W. seemed subjected now to a certain solicitude, especially when shortly thereafter he found pots of leftovers by his threshold; something, he didn’t know what, had aroused the nurturing instinct in this woman. . who couldn’t be all that old, incidentally!—W. waited till night, then dumped the food into the garbage bin and tossed news-papers over it; he washed the pots and set them back out on the stairs. The very next day he found them filled again. . it occurred to W. that she was competing with this Feuerbach, but how could she have learnt that he’d offered W. a flat? — You don’t need to wash the dishes, she called to him through the door. Just put them back out! — And a little later she caught him as he was coming in from the street and held out a frying pan with a breaded cutlet sizzling in butter. . Feel free to tell me what to cook. . Harry, the guy who lived here first, he always ate with me. . aren’t you from that same town down south? Go ahead, take it, you always pay me much too much rent. — Very kind of you, Frau Falbe, said W., and took the opportunity to tell her that unfortunately he’d have to move out soon. — Yeah, yeah, she replied, I know, you’re just like Harry, he was always moving out again too. Besides, it’s really no room for a grown man!

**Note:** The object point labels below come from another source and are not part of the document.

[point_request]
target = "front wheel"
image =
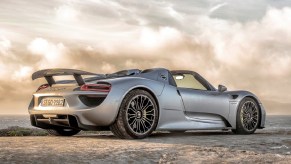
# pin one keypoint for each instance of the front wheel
(63, 132)
(248, 117)
(138, 116)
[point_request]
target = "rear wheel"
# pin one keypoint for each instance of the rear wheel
(248, 117)
(63, 132)
(138, 116)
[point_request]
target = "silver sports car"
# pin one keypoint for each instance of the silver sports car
(134, 103)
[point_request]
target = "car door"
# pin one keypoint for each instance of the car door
(200, 100)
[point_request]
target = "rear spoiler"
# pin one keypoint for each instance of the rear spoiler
(49, 73)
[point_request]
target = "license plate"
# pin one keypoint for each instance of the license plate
(57, 102)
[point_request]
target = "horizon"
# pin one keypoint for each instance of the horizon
(242, 45)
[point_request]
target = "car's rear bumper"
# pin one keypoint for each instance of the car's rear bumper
(74, 113)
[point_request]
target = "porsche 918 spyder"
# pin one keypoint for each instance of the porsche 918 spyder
(134, 103)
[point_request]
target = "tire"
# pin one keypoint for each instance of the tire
(138, 116)
(248, 117)
(63, 132)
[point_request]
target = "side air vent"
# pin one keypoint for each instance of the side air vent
(91, 101)
(234, 96)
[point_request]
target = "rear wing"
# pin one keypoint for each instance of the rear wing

Hardly had he taken the cutlet into the flat when she rang and brought a plate brimful of fried potatoes; W. thanked her and asked whether Harry, his predecessor, was perhaps a relative of hers. — A relative, no, said the woman. Didn’t you know Harry doesn’t have any relatives? He’s an orphan. . from a home. He doesn’t even know his real last name, and he put my name on the registration.—W. was astonished at how lax the formalities were at Berlin’s registration offices, if the woman wasn’t misinformed. . but the whole thing was neither here nor there. — After consuming the cutlet and the fried potatoes he felt the scarcely unpleasant, swiftly subsiding nausea with which his atrophied stomach reacted to the shock of an unaccustomed, copious warm meal; then a sense of long-lacking well-being set in — from that day on he devoured Frau Falbe’s rations; delighted, she began cooking with redoubled zeal. — One day she stuck her head in again and announced that she’d set aside money for him. . You’ve always paid me too much rent. Just let me know when you need it, I always gave Harry a bit of money too. — I’d rather buy your armchair, he said. I’d like to take it with me when I move, I’ve gotten used to it. But at that she shook her head: I don’t think I can do that, actually that’s my husband’s armchair.
Why shouldn’t he stay as long as possible, why shouldn’t he keep letting his landlady feed him? For over a month, for nearly two months he’d eaten nothing but cold, rancidly shimmering tinned goods, the contents of cans, brownish jelly and stale, ivory-coloured fat hiding an over-salted kernel of meat, minced to the point of greatest possible undefinability. . fearing he’d end up completely emaciated, propped in the armchair like a toothpick (like his old friend Harry), he’d made up for it with huge quantities of beer. Suddenly he’d won Frau Falbe’s increasingly forthright affections, he was being fed, almost overfed, he was even being offered financial assistance. . so why shouldn’t he wait until winter expelled him from the room the natural way, as it were? Wasn’t this the sort of life people pictured as a quasi-artistic existence. . the ineradicable common wisdom being naive enough to regard this as disreputable, but at the same time indulge it in the literati?